The chemicals, called proanthocyanidins, inhibited the growth of human lung, colon and leukaemia cells in culture, without affecting healthy cells. They could also stop cancer from spreading, showed the tests.
The work by Catherine Neto at the University of Massachusetts-Dartmouth and colleagues is important as it is one of the first studies to look closely at the compounds in this fruit that are responsible for anti-cancer activity.
"Anti-cancer activity has been reported in the literature from way back but there is no good real data on the structures [in cranberries]," Neto told NutraIngredients.com.
There are several groups of antioxidant compounds in cranberries that could protect against cancer, she noted, including quercetin and ursolic acid.
But while cranberry extracts have previously been shown to inhibit human cancer cells, in most cases the researchers did not identify the active constituents responsible for such an effect.
Moreover, while proanthocyanidins from grapeseed have been linked to cancer inhibition, the structure of these chemicals is significantly different in cranberries compared with other berries.
"Unlike most fruit, cranberries contain PACs with A-type linkages between units, a structural feature identified in cranberry PACs with antibacterial adhesion properties and those with LDL-protective properties," write Neto and colleagues in the Journal of the Science of Food and Agriculture (DOI 10.1002/jsfa.2347).
"Previously published reports have suggested that cranberry proanthocyanidins have anti-cancer properties but there are few data on tumour growth inhibition by well-characterized cranberry proanthocyanidins," they note.
The authors isolated a proanthocyanidin-rich fraction of a whole cranberry extract made from fruit donated by US-based Decas Cranberries. The fractions were tested on several tumour cell lines and screened for their effect on tumour proliferation.
The study showed significant inihibition of the proliferation of cancer cells, not previously shown with other proanthocyanidins, as well as the blocking of tumour growth. "The activity was at no less than 100ug/mL concentration," said Neto.

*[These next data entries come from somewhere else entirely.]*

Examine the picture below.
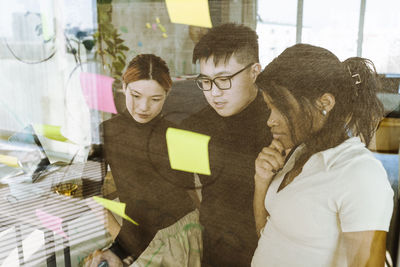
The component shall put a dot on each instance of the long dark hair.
(148, 67)
(305, 72)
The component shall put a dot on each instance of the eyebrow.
(218, 74)
(141, 94)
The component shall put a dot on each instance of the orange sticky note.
(97, 90)
(114, 206)
(51, 222)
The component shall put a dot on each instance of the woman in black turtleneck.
(136, 151)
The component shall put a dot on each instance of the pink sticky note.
(51, 222)
(97, 90)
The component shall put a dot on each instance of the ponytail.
(367, 110)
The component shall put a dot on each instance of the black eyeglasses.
(222, 82)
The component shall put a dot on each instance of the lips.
(143, 116)
(219, 104)
(277, 135)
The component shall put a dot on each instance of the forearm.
(260, 213)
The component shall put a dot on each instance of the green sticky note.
(188, 151)
(114, 206)
(50, 131)
(191, 12)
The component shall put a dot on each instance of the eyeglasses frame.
(229, 77)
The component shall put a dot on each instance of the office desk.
(47, 229)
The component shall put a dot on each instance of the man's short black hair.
(226, 40)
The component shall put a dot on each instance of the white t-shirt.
(342, 189)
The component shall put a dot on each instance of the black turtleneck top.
(226, 210)
(155, 195)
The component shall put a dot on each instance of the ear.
(326, 102)
(255, 70)
(124, 88)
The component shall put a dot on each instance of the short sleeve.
(366, 199)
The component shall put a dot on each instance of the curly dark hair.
(306, 72)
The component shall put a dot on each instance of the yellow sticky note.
(50, 131)
(188, 151)
(190, 12)
(162, 28)
(114, 206)
(9, 161)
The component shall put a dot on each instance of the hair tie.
(355, 76)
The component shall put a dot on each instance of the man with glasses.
(236, 120)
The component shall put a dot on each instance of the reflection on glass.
(332, 25)
(382, 35)
(276, 27)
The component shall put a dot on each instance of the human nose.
(215, 91)
(143, 105)
(272, 121)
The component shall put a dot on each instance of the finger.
(268, 154)
(270, 160)
(96, 258)
(277, 145)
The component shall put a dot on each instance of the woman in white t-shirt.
(321, 198)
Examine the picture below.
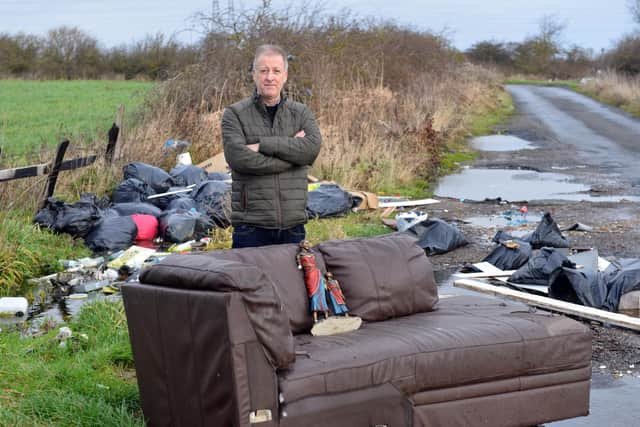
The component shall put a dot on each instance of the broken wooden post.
(111, 145)
(53, 175)
(117, 151)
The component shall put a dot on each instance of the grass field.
(36, 113)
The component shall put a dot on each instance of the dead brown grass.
(617, 89)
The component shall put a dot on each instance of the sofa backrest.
(279, 263)
(382, 277)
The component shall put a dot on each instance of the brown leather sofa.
(222, 339)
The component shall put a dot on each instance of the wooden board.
(408, 203)
(485, 275)
(590, 313)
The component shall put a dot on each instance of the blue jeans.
(247, 236)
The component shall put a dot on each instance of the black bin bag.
(436, 236)
(113, 233)
(214, 200)
(185, 175)
(155, 177)
(541, 269)
(329, 200)
(131, 190)
(182, 226)
(509, 255)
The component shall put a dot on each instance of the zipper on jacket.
(276, 177)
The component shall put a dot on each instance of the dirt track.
(592, 144)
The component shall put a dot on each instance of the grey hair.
(270, 49)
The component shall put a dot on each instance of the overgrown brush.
(617, 89)
(387, 98)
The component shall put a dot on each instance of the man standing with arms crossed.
(269, 142)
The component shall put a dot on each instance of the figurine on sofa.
(336, 296)
(316, 285)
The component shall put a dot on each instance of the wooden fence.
(59, 164)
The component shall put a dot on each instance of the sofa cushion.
(468, 340)
(279, 263)
(259, 295)
(382, 277)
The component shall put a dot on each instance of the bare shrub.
(618, 89)
(386, 97)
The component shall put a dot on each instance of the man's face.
(270, 76)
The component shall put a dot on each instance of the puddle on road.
(517, 185)
(501, 143)
(504, 220)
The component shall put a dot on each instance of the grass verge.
(36, 114)
(88, 382)
(26, 251)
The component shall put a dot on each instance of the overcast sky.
(589, 23)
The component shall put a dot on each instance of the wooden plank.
(78, 162)
(590, 313)
(408, 203)
(485, 275)
(53, 175)
(24, 172)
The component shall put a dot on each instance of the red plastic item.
(147, 226)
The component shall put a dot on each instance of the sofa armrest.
(259, 294)
(198, 359)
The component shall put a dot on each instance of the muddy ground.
(590, 144)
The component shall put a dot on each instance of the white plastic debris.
(64, 334)
(406, 220)
(14, 306)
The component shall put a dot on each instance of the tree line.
(70, 53)
(545, 54)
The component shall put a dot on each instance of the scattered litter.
(179, 227)
(437, 237)
(13, 306)
(64, 333)
(76, 219)
(548, 235)
(578, 227)
(133, 257)
(125, 209)
(131, 190)
(147, 226)
(509, 254)
(85, 288)
(407, 219)
(159, 180)
(185, 175)
(407, 203)
(542, 268)
(112, 234)
(329, 200)
(214, 200)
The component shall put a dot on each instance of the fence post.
(111, 145)
(53, 175)
(121, 132)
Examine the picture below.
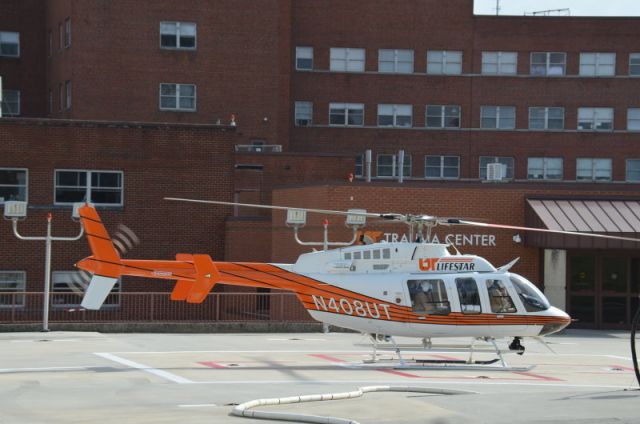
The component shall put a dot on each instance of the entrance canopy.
(611, 217)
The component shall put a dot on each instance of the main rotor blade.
(541, 230)
(390, 216)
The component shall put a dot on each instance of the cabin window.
(469, 296)
(501, 302)
(429, 297)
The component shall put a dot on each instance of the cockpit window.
(501, 302)
(532, 298)
(469, 296)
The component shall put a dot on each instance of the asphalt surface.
(63, 377)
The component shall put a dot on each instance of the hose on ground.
(244, 409)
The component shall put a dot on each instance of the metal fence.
(26, 307)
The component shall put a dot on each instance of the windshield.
(532, 298)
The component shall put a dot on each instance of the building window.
(346, 114)
(97, 187)
(389, 167)
(633, 119)
(486, 160)
(395, 61)
(597, 64)
(544, 168)
(442, 167)
(179, 97)
(546, 118)
(634, 64)
(347, 60)
(548, 64)
(595, 118)
(13, 184)
(12, 288)
(10, 105)
(303, 114)
(633, 170)
(395, 115)
(9, 44)
(69, 288)
(440, 116)
(67, 89)
(178, 35)
(441, 62)
(590, 169)
(304, 58)
(499, 63)
(359, 171)
(498, 117)
(67, 33)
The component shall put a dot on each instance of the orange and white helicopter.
(411, 289)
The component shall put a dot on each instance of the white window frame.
(25, 186)
(442, 167)
(87, 187)
(628, 171)
(395, 61)
(600, 66)
(177, 96)
(506, 160)
(7, 35)
(60, 298)
(549, 67)
(593, 169)
(633, 119)
(178, 25)
(346, 108)
(395, 166)
(303, 114)
(346, 59)
(442, 115)
(546, 118)
(4, 106)
(545, 171)
(67, 33)
(502, 61)
(304, 53)
(448, 59)
(395, 112)
(594, 117)
(634, 64)
(21, 288)
(499, 110)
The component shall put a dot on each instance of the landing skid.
(387, 343)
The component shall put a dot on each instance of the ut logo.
(428, 264)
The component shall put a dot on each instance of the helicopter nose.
(562, 320)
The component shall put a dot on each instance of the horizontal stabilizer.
(97, 292)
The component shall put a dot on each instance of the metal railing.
(26, 307)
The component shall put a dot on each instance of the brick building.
(492, 114)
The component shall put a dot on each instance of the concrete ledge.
(177, 327)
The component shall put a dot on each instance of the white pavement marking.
(160, 373)
(204, 405)
(6, 370)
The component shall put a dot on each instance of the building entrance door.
(602, 289)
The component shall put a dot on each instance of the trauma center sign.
(484, 240)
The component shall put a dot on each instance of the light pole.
(16, 211)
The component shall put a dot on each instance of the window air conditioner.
(496, 171)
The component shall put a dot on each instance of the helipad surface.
(63, 377)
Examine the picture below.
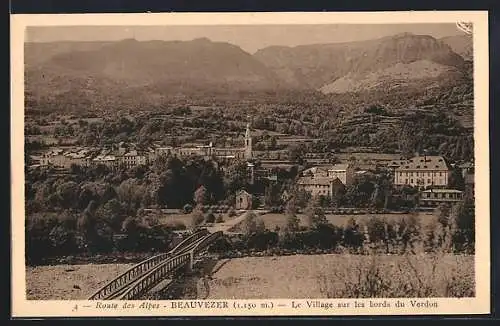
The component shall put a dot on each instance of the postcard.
(230, 164)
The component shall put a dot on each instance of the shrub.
(210, 217)
(196, 218)
(187, 209)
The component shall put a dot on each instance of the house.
(469, 186)
(344, 172)
(423, 172)
(133, 158)
(434, 197)
(321, 186)
(467, 168)
(243, 200)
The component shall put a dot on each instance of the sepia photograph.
(261, 161)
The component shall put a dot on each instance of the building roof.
(243, 192)
(315, 181)
(424, 163)
(447, 191)
(469, 178)
(339, 167)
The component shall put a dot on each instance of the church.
(221, 153)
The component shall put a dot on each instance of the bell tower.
(248, 143)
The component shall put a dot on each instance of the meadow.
(274, 220)
(343, 276)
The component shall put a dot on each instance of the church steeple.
(248, 143)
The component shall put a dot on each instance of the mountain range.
(102, 73)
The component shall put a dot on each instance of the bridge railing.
(205, 241)
(151, 279)
(136, 271)
(157, 274)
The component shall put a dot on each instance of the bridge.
(140, 279)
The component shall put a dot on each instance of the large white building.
(344, 172)
(423, 172)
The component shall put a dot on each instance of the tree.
(68, 194)
(315, 214)
(200, 195)
(196, 217)
(210, 217)
(111, 213)
(249, 224)
(261, 226)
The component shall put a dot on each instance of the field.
(273, 220)
(326, 276)
(300, 276)
(183, 218)
(69, 282)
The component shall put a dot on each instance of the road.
(229, 224)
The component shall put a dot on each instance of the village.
(431, 175)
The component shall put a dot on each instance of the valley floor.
(299, 276)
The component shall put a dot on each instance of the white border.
(480, 304)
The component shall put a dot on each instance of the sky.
(249, 37)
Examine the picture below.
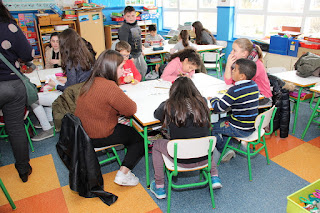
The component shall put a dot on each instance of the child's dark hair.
(106, 67)
(247, 67)
(152, 28)
(123, 45)
(189, 53)
(184, 35)
(128, 9)
(184, 100)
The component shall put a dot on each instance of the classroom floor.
(294, 164)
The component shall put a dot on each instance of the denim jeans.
(12, 102)
(224, 128)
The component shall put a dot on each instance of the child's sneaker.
(160, 193)
(216, 183)
(228, 155)
(128, 179)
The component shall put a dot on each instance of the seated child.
(183, 42)
(130, 74)
(153, 38)
(186, 115)
(243, 98)
(182, 63)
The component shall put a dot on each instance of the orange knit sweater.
(98, 110)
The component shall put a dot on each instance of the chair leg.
(169, 191)
(249, 162)
(30, 141)
(211, 189)
(117, 156)
(13, 206)
(266, 150)
(224, 150)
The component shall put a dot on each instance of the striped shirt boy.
(243, 98)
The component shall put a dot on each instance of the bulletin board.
(16, 5)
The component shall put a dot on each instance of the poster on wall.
(16, 5)
(139, 2)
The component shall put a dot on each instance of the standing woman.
(76, 63)
(53, 56)
(203, 36)
(99, 105)
(14, 46)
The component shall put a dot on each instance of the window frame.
(197, 11)
(306, 13)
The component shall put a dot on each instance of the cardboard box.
(303, 50)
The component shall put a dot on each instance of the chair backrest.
(267, 118)
(222, 43)
(273, 70)
(210, 56)
(191, 148)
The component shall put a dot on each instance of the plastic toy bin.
(293, 199)
(278, 45)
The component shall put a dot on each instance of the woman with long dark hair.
(14, 46)
(99, 105)
(76, 63)
(186, 115)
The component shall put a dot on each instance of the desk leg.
(311, 118)
(296, 111)
(146, 143)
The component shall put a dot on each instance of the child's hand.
(134, 81)
(128, 79)
(52, 83)
(63, 80)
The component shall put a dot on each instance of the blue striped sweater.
(243, 98)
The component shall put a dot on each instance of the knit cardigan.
(99, 109)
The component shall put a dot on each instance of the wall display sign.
(16, 5)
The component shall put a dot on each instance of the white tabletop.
(315, 89)
(291, 76)
(148, 95)
(34, 78)
(46, 72)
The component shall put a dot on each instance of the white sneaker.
(128, 179)
(228, 155)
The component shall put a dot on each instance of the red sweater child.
(130, 69)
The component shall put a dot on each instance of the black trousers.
(12, 102)
(127, 136)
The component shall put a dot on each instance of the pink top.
(129, 69)
(261, 79)
(173, 70)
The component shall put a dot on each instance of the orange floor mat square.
(302, 161)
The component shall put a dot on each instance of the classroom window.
(260, 18)
(177, 12)
(170, 19)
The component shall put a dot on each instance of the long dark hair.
(74, 51)
(199, 28)
(106, 66)
(190, 53)
(5, 15)
(185, 100)
(184, 35)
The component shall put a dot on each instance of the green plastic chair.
(27, 124)
(13, 206)
(110, 158)
(261, 122)
(188, 149)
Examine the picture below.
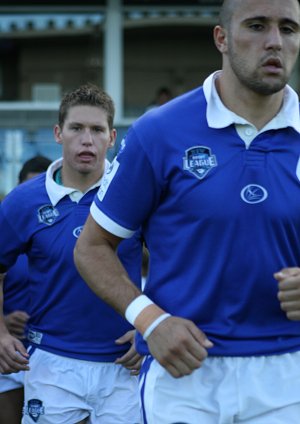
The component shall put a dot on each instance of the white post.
(113, 55)
(13, 151)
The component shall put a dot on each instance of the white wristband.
(154, 324)
(136, 306)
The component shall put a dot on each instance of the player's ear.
(220, 38)
(112, 138)
(58, 134)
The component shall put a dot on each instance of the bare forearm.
(100, 267)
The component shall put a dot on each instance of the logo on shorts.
(47, 214)
(34, 409)
(199, 161)
(254, 193)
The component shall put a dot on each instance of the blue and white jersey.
(43, 220)
(15, 287)
(219, 217)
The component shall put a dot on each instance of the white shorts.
(11, 381)
(252, 390)
(60, 390)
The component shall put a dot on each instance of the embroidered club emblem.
(47, 214)
(254, 193)
(34, 409)
(199, 161)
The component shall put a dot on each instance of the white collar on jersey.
(56, 192)
(219, 116)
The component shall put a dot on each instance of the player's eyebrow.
(281, 21)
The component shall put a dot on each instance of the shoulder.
(26, 194)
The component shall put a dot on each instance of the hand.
(13, 355)
(15, 322)
(131, 360)
(289, 292)
(179, 346)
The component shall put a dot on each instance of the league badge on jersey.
(34, 409)
(199, 161)
(47, 214)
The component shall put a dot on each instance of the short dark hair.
(87, 95)
(226, 11)
(37, 164)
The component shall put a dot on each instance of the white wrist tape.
(154, 324)
(136, 306)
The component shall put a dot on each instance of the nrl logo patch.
(47, 214)
(34, 409)
(199, 161)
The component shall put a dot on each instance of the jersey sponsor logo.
(254, 193)
(47, 214)
(107, 178)
(199, 161)
(77, 231)
(34, 409)
(34, 336)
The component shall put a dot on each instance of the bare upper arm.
(95, 235)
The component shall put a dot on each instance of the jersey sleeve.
(129, 190)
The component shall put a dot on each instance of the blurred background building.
(131, 48)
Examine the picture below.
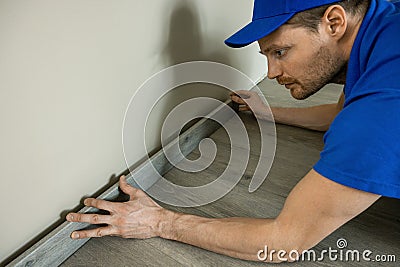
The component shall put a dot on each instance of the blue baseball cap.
(269, 15)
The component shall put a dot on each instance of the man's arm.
(315, 118)
(314, 209)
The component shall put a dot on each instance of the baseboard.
(57, 246)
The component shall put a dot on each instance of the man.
(308, 44)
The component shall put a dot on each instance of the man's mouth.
(289, 85)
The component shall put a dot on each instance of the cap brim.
(256, 30)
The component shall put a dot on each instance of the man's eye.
(280, 53)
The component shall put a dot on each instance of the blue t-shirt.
(362, 146)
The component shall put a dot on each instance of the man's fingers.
(98, 232)
(100, 204)
(126, 188)
(88, 218)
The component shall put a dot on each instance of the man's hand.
(137, 218)
(251, 101)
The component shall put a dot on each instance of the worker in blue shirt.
(308, 44)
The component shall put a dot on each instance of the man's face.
(302, 60)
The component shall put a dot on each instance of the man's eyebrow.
(270, 48)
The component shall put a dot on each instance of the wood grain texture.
(377, 229)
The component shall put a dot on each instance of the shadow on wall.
(185, 42)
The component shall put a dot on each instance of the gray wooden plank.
(57, 246)
(377, 229)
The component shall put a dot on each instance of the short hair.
(311, 18)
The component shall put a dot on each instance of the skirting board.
(57, 246)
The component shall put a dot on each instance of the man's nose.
(274, 70)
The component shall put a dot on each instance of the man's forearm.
(315, 118)
(235, 237)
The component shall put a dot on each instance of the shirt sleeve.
(362, 146)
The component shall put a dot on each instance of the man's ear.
(334, 21)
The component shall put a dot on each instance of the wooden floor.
(377, 229)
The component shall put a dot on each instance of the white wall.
(68, 69)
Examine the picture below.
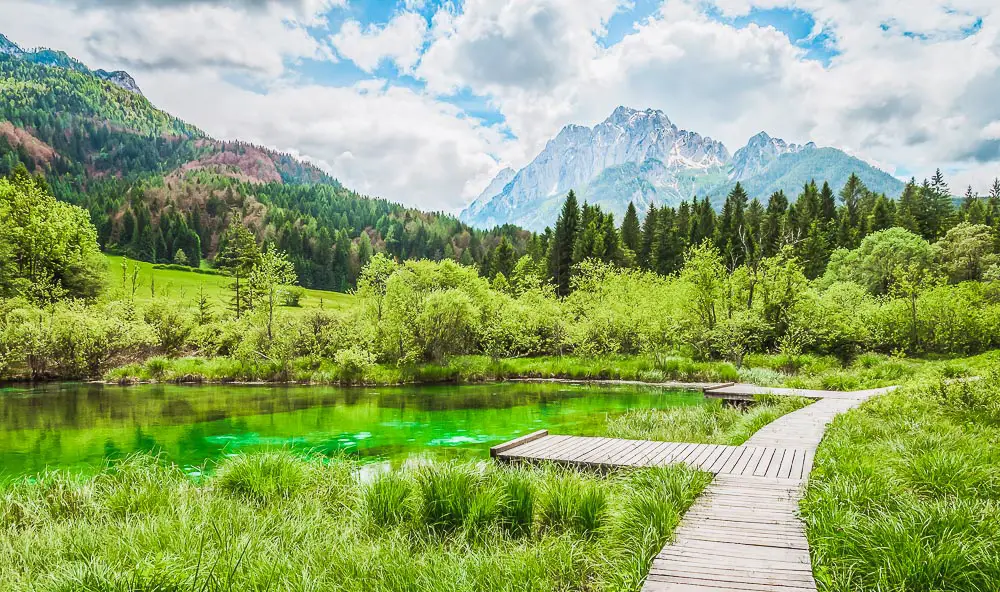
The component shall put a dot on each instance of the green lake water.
(81, 426)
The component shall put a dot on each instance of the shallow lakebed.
(81, 426)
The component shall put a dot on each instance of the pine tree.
(669, 254)
(814, 251)
(849, 229)
(648, 247)
(881, 216)
(777, 206)
(563, 242)
(827, 204)
(939, 208)
(704, 229)
(238, 255)
(732, 225)
(807, 206)
(503, 259)
(993, 204)
(908, 210)
(631, 233)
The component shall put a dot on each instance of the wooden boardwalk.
(743, 532)
(747, 392)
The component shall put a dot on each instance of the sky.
(424, 101)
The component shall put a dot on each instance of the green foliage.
(711, 423)
(262, 478)
(967, 251)
(904, 492)
(874, 264)
(387, 500)
(239, 530)
(48, 249)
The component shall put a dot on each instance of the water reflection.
(80, 426)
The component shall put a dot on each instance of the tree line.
(814, 226)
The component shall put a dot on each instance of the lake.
(81, 426)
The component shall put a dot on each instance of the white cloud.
(914, 101)
(206, 35)
(378, 139)
(911, 101)
(400, 41)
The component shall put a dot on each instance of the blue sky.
(424, 101)
(798, 25)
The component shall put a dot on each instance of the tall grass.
(459, 369)
(906, 492)
(272, 521)
(710, 423)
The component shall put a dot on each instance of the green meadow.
(185, 286)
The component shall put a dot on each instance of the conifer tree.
(631, 233)
(706, 223)
(807, 207)
(731, 225)
(908, 210)
(669, 254)
(239, 255)
(647, 248)
(563, 242)
(850, 224)
(882, 216)
(771, 227)
(827, 204)
(814, 251)
(503, 259)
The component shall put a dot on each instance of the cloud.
(400, 40)
(530, 45)
(256, 38)
(911, 83)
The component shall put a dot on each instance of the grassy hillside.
(184, 286)
(154, 184)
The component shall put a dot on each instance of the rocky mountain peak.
(120, 78)
(8, 47)
(759, 152)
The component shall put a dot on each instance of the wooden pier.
(743, 532)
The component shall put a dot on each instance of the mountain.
(8, 47)
(157, 186)
(49, 57)
(643, 157)
(754, 158)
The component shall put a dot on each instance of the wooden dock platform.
(743, 532)
(608, 453)
(748, 392)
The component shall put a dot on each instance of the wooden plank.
(494, 451)
(748, 465)
(530, 448)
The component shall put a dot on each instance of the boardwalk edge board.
(743, 532)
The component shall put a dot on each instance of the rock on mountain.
(754, 158)
(8, 47)
(579, 155)
(120, 78)
(495, 187)
(642, 157)
(60, 59)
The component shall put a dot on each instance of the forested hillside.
(157, 187)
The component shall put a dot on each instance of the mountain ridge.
(641, 156)
(157, 187)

"It's hard to say whether you would get these levels distributed to different tissues to the extent where you would have activity in vivo," she added.
But eating cranberries or taking supplements of extract could be helpful, she believes.
"There are so many compounds in cranberries capable of having some anti-cancer mechanism that when taken together there is potential for benefit," she said.
There are probably several mechanisms for the cranberry's anti-cancer action, said Neto, but further work needs to be done to clarify this.
"We're hoping to follow up with animal models. It's really important to do this. These compounds are not at all well-known so I think of this [new study] as opening a door."